I remember a time when we were all trying to make our 60fps video look like film.  The only way to do it was reduce the frame rate to 24p.  Those new cameras were the rage.  Even at 30p they looked better.  Now you have Peter Jackson going the other way because of a gimmick, 3D.  They is no replacing of good story telling.  And 24p does this.

This from Devin Faraci at CinemaCon [reading the full article here is highly recommended]:

“The 48fps footage I saw looked terrible. It looked completely non-cinematic. The sets looked like sets. I’ve been on sets of movies on the scale of The Hobbit, and sets don’t even look like sets when you’re on them live… but these looked like sets. The other comparison I kept coming to, as I was watching the footage, was that it all looked like behind the scenes video. The magical illusion of cinema is stripped away completely.
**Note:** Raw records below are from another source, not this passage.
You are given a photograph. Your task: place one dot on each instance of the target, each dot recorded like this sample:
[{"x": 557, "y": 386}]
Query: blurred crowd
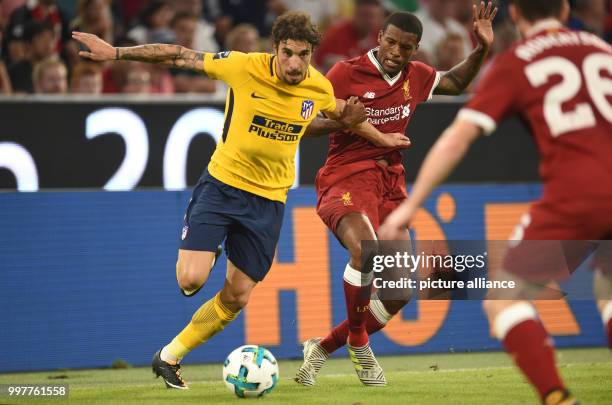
[{"x": 38, "y": 55}]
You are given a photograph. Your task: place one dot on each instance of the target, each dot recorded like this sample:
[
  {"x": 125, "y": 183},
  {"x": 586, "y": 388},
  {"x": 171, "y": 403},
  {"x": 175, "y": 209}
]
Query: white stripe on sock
[
  {"x": 378, "y": 310},
  {"x": 512, "y": 316},
  {"x": 357, "y": 278}
]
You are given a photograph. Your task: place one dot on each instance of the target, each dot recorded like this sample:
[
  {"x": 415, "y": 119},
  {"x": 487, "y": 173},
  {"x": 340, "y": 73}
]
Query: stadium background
[{"x": 87, "y": 275}]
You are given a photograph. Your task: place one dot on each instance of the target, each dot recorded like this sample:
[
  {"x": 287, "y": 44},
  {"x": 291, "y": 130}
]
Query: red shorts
[
  {"x": 368, "y": 187},
  {"x": 555, "y": 238}
]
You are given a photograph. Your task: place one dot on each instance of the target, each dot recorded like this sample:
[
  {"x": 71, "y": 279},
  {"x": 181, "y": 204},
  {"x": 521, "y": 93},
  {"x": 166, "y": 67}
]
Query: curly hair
[{"x": 296, "y": 26}]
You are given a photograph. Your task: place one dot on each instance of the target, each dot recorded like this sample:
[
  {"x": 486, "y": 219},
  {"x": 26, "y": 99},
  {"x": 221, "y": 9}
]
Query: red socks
[
  {"x": 357, "y": 290},
  {"x": 526, "y": 340},
  {"x": 377, "y": 318}
]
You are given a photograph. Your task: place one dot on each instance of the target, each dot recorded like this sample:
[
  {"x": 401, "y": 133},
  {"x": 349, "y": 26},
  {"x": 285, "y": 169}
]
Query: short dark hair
[
  {"x": 406, "y": 22},
  {"x": 296, "y": 26},
  {"x": 534, "y": 10}
]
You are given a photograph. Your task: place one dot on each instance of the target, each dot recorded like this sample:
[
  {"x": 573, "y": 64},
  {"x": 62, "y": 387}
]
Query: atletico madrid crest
[{"x": 307, "y": 108}]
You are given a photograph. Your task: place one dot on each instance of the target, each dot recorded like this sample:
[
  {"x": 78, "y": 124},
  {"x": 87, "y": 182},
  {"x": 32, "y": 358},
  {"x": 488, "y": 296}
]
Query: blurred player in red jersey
[
  {"x": 363, "y": 180},
  {"x": 559, "y": 82}
]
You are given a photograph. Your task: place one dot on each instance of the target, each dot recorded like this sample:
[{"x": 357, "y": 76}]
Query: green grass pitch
[{"x": 467, "y": 378}]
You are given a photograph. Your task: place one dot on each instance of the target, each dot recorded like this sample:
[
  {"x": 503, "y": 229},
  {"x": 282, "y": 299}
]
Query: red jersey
[
  {"x": 560, "y": 83},
  {"x": 389, "y": 101}
]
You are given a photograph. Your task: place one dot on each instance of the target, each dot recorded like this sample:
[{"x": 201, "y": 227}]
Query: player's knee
[
  {"x": 189, "y": 278},
  {"x": 362, "y": 253},
  {"x": 235, "y": 300}
]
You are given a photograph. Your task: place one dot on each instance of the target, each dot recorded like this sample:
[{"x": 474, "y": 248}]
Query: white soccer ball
[{"x": 250, "y": 371}]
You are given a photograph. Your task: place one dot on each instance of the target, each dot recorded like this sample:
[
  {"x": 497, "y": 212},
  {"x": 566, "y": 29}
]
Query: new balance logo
[{"x": 405, "y": 111}]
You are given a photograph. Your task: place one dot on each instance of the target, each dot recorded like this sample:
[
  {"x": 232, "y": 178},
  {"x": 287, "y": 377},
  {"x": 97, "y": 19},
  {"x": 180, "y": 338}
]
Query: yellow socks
[{"x": 208, "y": 320}]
[The Hobbit] looked like a hi-def version of the 1970s I, Claudius. It is drenched in a TV-like – specifically 70s era BBC – video look. People on Twitter have asked if it has that soap opera look you get from badly calibrated TVs at Best Buy, and the answer is an emphatic YES.”


Jim Vejvoda wrote this at IGN.

“It looked like an old Doctor Who episode, or a videotaped BBC TV production. It was as shocking as when The Twilight Zone made the boneheaded decision to switch from film to tape one season, and where perfectly good stories were ruined by that aesthetic. Here, there were incredibly sharp, realistic images where colors seem more vivid and brighter than on film, but the darker scenes were especially murky (and the 3D only dims that image even more). Frankly, it was jarring to see Gandalf, Bilbo or the dwarves in action against CG-created characters or even to move quickly down a rocky passage. The whipping of a camera pan or the blur of movement was unsettling.”


I hate to say it, but I told you so.